When a child is still stuck in a behavior pattern we don’t approve of, we have to remember that they are not finished products. Instead, they’re in the pre-change state. Sometimes, children don’t change until they’ve matured enough to be ready to do so. Sometimes, it’s a matter of development. Sometimes, it’s a matter of peer expectations, and sometimes, it’s a matter of motivation. I remember a patient of mine who simply could not learn time management—her mother tried all sorts of charts and behavioral systems, but nothing stuck. Until she auditioned for the school band and was accepted. Band practice was before school, which meant catching the early bus. She never missed the bus once! A combination of maturity and motivation got her to a place that no amount of behavior modification or parental encouragement could. She wasn’t incapable of change, she was just in the pre-change state.

The same can be said of parents: When people try to learn new parenting patterns, it can seem daunting. But perhaps we’re not inept, we’re just pre-change. I’ve seen many parents who were daunted by the thought of mastering parenting a child with OCD, anxiety, or social challenges—and who soon mastered new skills. Like the word “yet,” “pre” reminds us that we’re always growing, changing, and evolving, if we let ourselves embrace that process. (To read more about using this concept in parenting psychodiverse kids, click here and here.)

Why (and why now)

This is a word that helps us understand that there are frequently many motivations for our children’s behavior and our own. Why did my child have such a strong reaction to being teased by this person, in this manner, at this time, when yesterday he was teased and he let it wash over him? Why does this situation make my child behave in what seems to be an irrational manner?
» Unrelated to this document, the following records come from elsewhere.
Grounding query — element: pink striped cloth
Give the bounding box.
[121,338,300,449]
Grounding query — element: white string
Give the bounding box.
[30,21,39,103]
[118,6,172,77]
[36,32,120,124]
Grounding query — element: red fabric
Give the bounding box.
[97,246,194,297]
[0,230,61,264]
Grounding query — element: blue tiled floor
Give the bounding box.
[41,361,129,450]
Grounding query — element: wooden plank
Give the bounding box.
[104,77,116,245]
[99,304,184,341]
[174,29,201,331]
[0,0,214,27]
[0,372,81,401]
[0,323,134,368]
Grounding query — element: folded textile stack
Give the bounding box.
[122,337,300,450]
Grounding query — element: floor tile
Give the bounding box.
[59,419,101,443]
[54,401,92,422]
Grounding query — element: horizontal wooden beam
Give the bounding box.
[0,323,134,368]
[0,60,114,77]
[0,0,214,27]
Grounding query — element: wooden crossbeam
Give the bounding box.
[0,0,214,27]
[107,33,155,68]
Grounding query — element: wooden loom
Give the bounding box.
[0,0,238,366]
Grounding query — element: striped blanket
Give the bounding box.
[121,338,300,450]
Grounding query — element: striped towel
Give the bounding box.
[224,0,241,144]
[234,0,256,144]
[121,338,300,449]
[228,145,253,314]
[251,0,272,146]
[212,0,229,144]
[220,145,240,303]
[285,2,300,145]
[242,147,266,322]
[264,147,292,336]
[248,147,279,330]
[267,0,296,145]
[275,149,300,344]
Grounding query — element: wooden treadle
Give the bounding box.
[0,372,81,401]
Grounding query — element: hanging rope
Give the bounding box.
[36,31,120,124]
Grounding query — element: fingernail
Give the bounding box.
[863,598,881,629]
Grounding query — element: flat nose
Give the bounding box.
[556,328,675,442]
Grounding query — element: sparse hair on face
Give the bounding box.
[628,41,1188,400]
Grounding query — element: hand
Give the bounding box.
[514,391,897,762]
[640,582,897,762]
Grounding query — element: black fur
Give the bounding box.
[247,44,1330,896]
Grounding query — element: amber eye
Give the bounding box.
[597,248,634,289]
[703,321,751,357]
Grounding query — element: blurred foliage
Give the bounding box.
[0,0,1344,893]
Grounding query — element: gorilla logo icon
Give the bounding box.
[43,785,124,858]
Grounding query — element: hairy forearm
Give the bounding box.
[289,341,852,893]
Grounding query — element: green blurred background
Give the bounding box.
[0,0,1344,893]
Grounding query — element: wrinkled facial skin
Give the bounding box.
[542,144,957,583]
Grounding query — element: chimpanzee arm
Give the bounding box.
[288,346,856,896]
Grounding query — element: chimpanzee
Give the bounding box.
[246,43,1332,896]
“Why” is a great word for parents as well, because it helps us understand why we can sometimes react so unevenly to stressors. Why can I stay so calm during a child’s meltdown, but react so strongly when one sibling is taunting another? Does it have to do with my own unresolved feelings about sibling bullying? Why are Tuesday nights so difficult in our home? Is there a way to manage the schedule on Tuesdays better? “Why” is great for figuring out whether there are still ghosts from our past that are interfering with our parenting today. Frequently, when we do respond disproportionately with our children, it’s either due to our own stress levels or due to feelings from our childhood. Why helps us figure out the patterns that lead to our behavior. (To read more about Post-Traumatic Parenting, click here.)


There’s a wonderful picture book by Peter Reynolds called Ish. I recommend that every parent buy the book and use it to discuss perfectionism with their children. Ish describes the way an older sibling’s mocking causes a young boy to stop trying to draw, until his sister teaches him the power of “ish.” Rather than try to draw a perfect flower, draw a “flower-ish” or a “dog-ish” or a “pencil-ish.” Soon, the boy regains the joy of creation. When I’m working with a child who is intimidated by starting a new skill, we talk about how to do a good job—ish, and that’s all that matters. It doesn’t have to be a perfect score, or a winning goal, or the best cartwheel in the class. To start, all we need is to try, and do it “ish.”

The same goes for parenting. We can get lost in an endless cataloging of our parenting ills and triumphs. But the truth is, we need to parent responsively-ish. As D.W. Winnicott said, small failures on the part of a parent are healthy for a child. Parenting doesn’t come down to perfection, it comes down to connection, inevitable failures, and our ability to repair them. 

Sometimes, parenting in stressful situations can be as simple as adding some three-letter words to our vocabularies. I’d love to hear from fellow parents about other three-letter words that can help.